Cover of The Wedding People

The Wedding People

by Alison Espach


Genre
Fiction, Contemporary, Humor and Comedy
Year
2024
Pages
347
Contents

Chapter 2

Overview

This chapter is a long flashback that explains how Phoebe's marriage unraveled and why the Cornwall became charged with despair. After failed IVF treatments, a miscarriage, and mounting career frustration, Phoebe and Matt drift apart while Matt's professional rise and closeness with Mia deepen Phoebe's isolation. By August, Matt leaves Phoebe for Mia, turning the Cornwall from a dream vacation into the symbolic endpoint of Phoebe's collapse.

Summary

In January, two years earlier, Phoebe and her husband, Matt, try to plan an extravagant spring-break vacation after their final fertility-clinic visit ends in failure. The doctor advises against a sixth IVF cycle, and Phoebe is left bleeding from a miscarriage the clinic calls a "nonviable pregnancy." Because research and planning are how Phoebe manages pain, she becomes absorbed by the Cornwall Inn and builds a detailed spreadsheet of excursions, hoping a lavish trip will restore some joy. Matt initially joins the fantasy, but his cool reaction to her "spreadsheet of fun" and their increasingly scheduled, joyless sex show that grief is already warping their intimacy.

At their university, Phoebe feels diminished beside Matt's admired, tenured career and her own insecure adjunct status. She notices Matt gently reassuring a female student, endures a patronizing committee meeting, and later learns that Matt has won the Arts and Letters Scholar of the Year award. His success sharpens Phoebe's sense that they no longer share the same future. She tries to reconnect by texting him an explicit invitation for later and pushes to book the expensive Cornwall, but Matt rejects the idea and suggests their usual Ozarks trip instead. Phoebe, desperate for something larger and less ordinary than their life has become, jokes that another stay in their miserable motel will make her kill herself.

In the weeks before Matt's awards dinner, Phoebe grows more emotionally unstable and intellectually fixated on broken narratives. Teaching fairy tales makes her think about dead mothers, infertile women, and the way she believed her own disciplined life would earn a happy ending. Instead, after five IVF cycles and one brief pregnancy, she feels her story has collapsed into meaningless tragedy. She struggles to write, drinks more, confides in Harry the cat, visits Joe's wine shop, and buys a costly emerald silk dress in a burst of wanting to be seen. But when it is time to leave for the ceremony, shame makes her change back into her safe black dress.

At the university awards dinner, Matt's admiration for Phoebe briefly makes them feel like a united couple again.
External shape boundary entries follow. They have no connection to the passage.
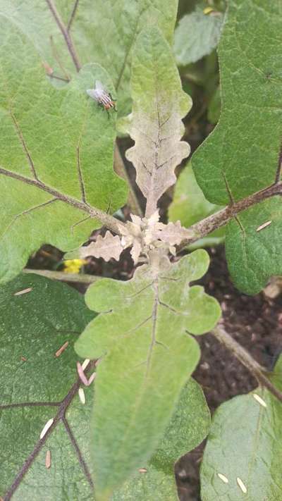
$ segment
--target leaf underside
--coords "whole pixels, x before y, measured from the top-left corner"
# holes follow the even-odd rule
[[[135,144],[126,156],[135,168],[149,217],[158,199],[176,182],[176,167],[190,153],[188,144],[180,141],[181,118],[192,106],[182,90],[170,47],[157,28],[145,30],[137,38],[130,83],[133,105],[128,132]]]
[[[95,78],[112,88],[105,70],[86,66],[55,89],[29,39],[3,16],[0,30],[0,276],[6,281],[42,244],[70,250],[101,225],[73,202],[113,212],[125,203],[126,187],[113,171],[114,117],[85,92]]]
[[[273,383],[282,389],[282,359]],[[261,397],[266,407],[254,398]],[[257,389],[222,404],[214,414],[201,471],[202,501],[277,501],[282,497],[281,402]],[[223,482],[218,474],[228,480]],[[245,485],[240,488],[237,478]]]
[[[192,160],[204,196],[221,205],[280,178],[282,123],[281,3],[228,4],[219,48],[221,117]],[[228,225],[228,266],[243,292],[258,292],[269,276],[282,273],[281,216],[281,198],[276,197],[240,213]],[[267,228],[257,232],[269,221]]]
[[[87,291],[89,307],[101,313],[75,349],[87,358],[103,357],[92,424],[97,500],[108,499],[147,463],[199,359],[188,333],[208,331],[220,316],[217,302],[189,285],[208,262],[199,250],[167,262],[156,276],[145,265],[129,281],[105,279]]]

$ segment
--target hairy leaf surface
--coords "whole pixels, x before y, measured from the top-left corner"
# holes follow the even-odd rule
[[[282,389],[282,359],[272,382]],[[263,399],[266,407],[254,398]],[[201,483],[203,501],[276,501],[281,499],[282,410],[266,389],[233,398],[216,411],[204,450]],[[223,474],[228,483],[218,474]],[[240,488],[237,478],[247,492]]]
[[[206,15],[199,9],[180,19],[173,45],[178,64],[195,63],[212,52],[219,39],[223,17],[219,12]]]
[[[93,388],[82,385],[83,405],[78,395],[73,342],[94,314],[73,289],[35,275],[20,276],[2,287],[0,310],[0,496],[11,494],[11,487],[25,464],[13,500],[92,501],[88,474]],[[68,345],[56,357],[66,342]],[[60,409],[66,411],[66,421],[62,414],[56,419]],[[43,427],[54,417],[51,433],[35,454]],[[173,463],[204,438],[209,421],[202,390],[190,380],[181,392],[158,451],[147,465],[147,473],[137,472],[113,500],[141,501],[147,493],[152,493],[156,481],[171,501],[176,493]],[[45,466],[47,450],[51,452],[49,469]]]
[[[69,250],[101,225],[75,204],[114,211],[126,189],[113,171],[114,117],[85,92],[96,78],[111,88],[104,70],[86,66],[55,89],[31,42],[3,16],[0,32],[0,275],[6,280],[42,244]]]
[[[128,132],[135,144],[126,156],[136,169],[149,217],[161,195],[176,182],[176,167],[190,153],[188,144],[180,140],[184,132],[181,118],[192,105],[182,90],[171,49],[157,28],[145,30],[135,45],[131,95]]]
[[[0,496],[8,500],[13,495],[15,501],[90,501],[85,465],[92,388],[85,388],[82,405],[73,343],[94,314],[73,289],[35,275],[20,276],[2,286],[0,310]],[[51,433],[39,440],[51,418]]]
[[[180,220],[183,226],[188,228],[220,209],[204,198],[195,178],[191,164],[188,163],[176,182],[173,199],[168,209],[169,221],[174,223]],[[203,247],[219,244],[222,242],[224,233],[223,229],[217,230],[193,245]]]
[[[209,264],[204,250],[157,271],[144,265],[127,282],[104,279],[86,295],[100,312],[78,340],[78,353],[103,357],[92,424],[98,500],[108,499],[156,449],[181,388],[199,359],[188,334],[211,329],[220,316],[214,298],[190,286]]]
[[[145,469],[114,493],[113,501],[178,501],[174,463],[204,440],[210,420],[202,388],[191,378],[181,391],[158,450]]]
[[[238,201],[280,178],[281,44],[280,0],[231,0],[219,49],[221,117],[192,161],[197,180],[212,203]],[[259,292],[271,275],[282,273],[282,208],[276,199],[239,214],[227,230],[233,278],[249,294]],[[254,216],[257,228],[272,216],[273,223],[257,233]]]
[[[130,68],[136,37],[152,23],[159,26],[171,43],[177,0],[80,0],[73,16],[75,0],[54,3],[66,26],[72,19],[70,33],[80,63],[97,63],[106,68],[117,92],[118,109],[122,114],[128,113]],[[55,75],[75,74],[75,68],[45,0],[0,0],[0,9],[32,40]]]

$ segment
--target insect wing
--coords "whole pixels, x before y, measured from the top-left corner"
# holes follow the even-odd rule
[[[97,93],[96,93],[96,91],[94,89],[87,89],[86,92],[87,92],[88,96],[90,96],[90,97],[92,97],[92,99],[94,99],[95,101],[99,101],[99,96],[97,95]]]
[[[95,82],[95,89],[100,91],[101,92],[106,92],[102,83],[100,82],[100,80],[96,80]]]

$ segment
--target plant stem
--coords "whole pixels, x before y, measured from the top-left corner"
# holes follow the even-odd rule
[[[127,173],[125,166],[124,165],[123,160],[121,158],[121,152],[118,144],[116,143],[115,150],[114,150],[114,170],[116,172],[118,175],[124,179],[128,183],[129,187],[129,196],[128,196],[128,204],[134,214],[140,216],[140,218],[143,217],[143,212],[140,206],[138,199],[136,196],[136,193],[134,191],[133,187],[131,184],[131,181],[129,178],[129,175]]]
[[[39,190],[42,190],[43,191],[53,195],[55,199],[61,200],[66,204],[68,204],[73,207],[76,207],[77,209],[80,209],[80,211],[86,212],[92,218],[98,219],[102,225],[104,225],[109,230],[111,230],[111,231],[117,233],[118,235],[120,235],[121,233],[121,225],[125,225],[124,223],[118,221],[115,218],[113,218],[112,216],[104,212],[104,211],[102,211],[97,207],[92,207],[91,205],[88,205],[88,204],[86,204],[84,202],[80,202],[72,197],[65,195],[54,188],[52,188],[51,186],[45,185],[38,179],[31,179],[30,178],[27,178],[24,175],[21,175],[21,174],[17,174],[16,172],[2,168],[0,168],[0,174],[3,174],[4,175],[6,175],[9,178],[13,178],[13,179],[17,179],[18,180],[22,181],[25,184],[36,186]]]
[[[73,20],[75,18],[75,16],[76,14],[76,11],[78,7],[78,2],[79,2],[79,0],[75,0],[75,4],[73,6],[73,11],[70,14],[70,20],[68,21],[68,26],[66,27],[66,30],[67,30],[68,33],[70,30],[71,25],[73,24]]]
[[[81,68],[80,63],[79,62],[78,55],[76,54],[75,49],[74,47],[74,45],[73,44],[72,39],[70,38],[70,35],[65,26],[64,23],[63,23],[61,16],[56,8],[56,6],[53,2],[53,0],[46,0],[47,5],[51,11],[51,12],[53,14],[54,18],[57,23],[59,29],[61,30],[61,32],[63,35],[63,38],[65,39],[68,50],[71,56],[71,58],[73,59],[73,63],[75,66],[76,70],[78,72]]]
[[[51,280],[59,280],[61,282],[75,282],[77,283],[90,284],[101,280],[103,277],[95,276],[94,275],[87,275],[83,273],[66,273],[64,271],[52,271],[51,270],[32,270],[30,268],[25,268],[23,270],[24,273],[35,273],[41,276],[51,278]]]
[[[276,388],[264,373],[267,372],[266,369],[262,367],[252,357],[243,347],[237,341],[226,333],[221,326],[217,326],[212,334],[216,338],[218,341],[232,352],[232,353],[240,360],[241,364],[255,376],[259,383],[264,386],[272,393],[280,402],[282,402],[282,392]]]
[[[214,230],[224,226],[239,212],[245,211],[246,209],[256,204],[259,204],[260,202],[266,200],[268,198],[281,194],[282,181],[278,181],[266,188],[264,188],[256,193],[249,195],[249,197],[246,197],[246,198],[242,200],[239,200],[239,202],[236,202],[231,205],[228,205],[221,211],[209,216],[207,218],[199,221],[199,223],[195,223],[195,224],[190,226],[188,229],[191,231],[192,236],[183,240],[178,247],[178,250],[181,250],[181,249],[186,247],[186,245],[189,245],[200,238],[205,237],[211,232],[214,231]]]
Once inside, however, the evening intensifies Phoebe's humiliation: colleagues treat her mainly as Matt's wife, ask vague questions about her work, and Matt reflexively describes her as someone still finishing a Jane Eyre book that has stalled for years. When Matt receives his award, Phoebe is proud of him, but the pride curdles when she sees him laughing freely with Mia in a way Phoebe has not seen in months. In that moment, Mia stops being an abstractly beautiful colleague and becomes a personal threat.

Back home, Phoebe tests Matt by remarking on Mia's beauty, then has sex with him only by imagining him as a stranger desired by younger women. The act does not restore them. Soon afterward, the pandemic cancels their Ozarks trip and traps them in a stagnant marriage in which Phoebe cries, Matt drinks, and both retreat from each other. By August, on the eve of the fall semester, their conversations have become empty and dishonest; Phoebe tries and fails to write, hides a cigarette, and senses how little remains between them. That night, Matt packs a bag, tells Phoebe that he is in love with Mia, and leaves, revealing the collapse that turned the Cornwall from a fantasy escape into the place Phoebe now intends to die.

Who Appears

  • Phoebe Stone
    Protagonist; recalls infertility, professional frustration, jealousy, and the collapse of her marriage to Matt.
  • Matt
    Phoebe's husband; grows distant, wins a university award, and ultimately leaves Phoebe for Mia.
  • Mia
    Phoebe's colleague and friend; Matt's warmth toward her becomes the final threat to the marriage.
  • Bob
    Department chair and Phoebe's former advisor; symbolizes her stalled academic career and self-doubt.
  • Harry
    Phoebe and Matt's cat, treated as family and confidant during their strained home life.
  • Joe
    Wine-shop owner whose crude, flirtatious atmosphere feeds Phoebe's resentment and unease.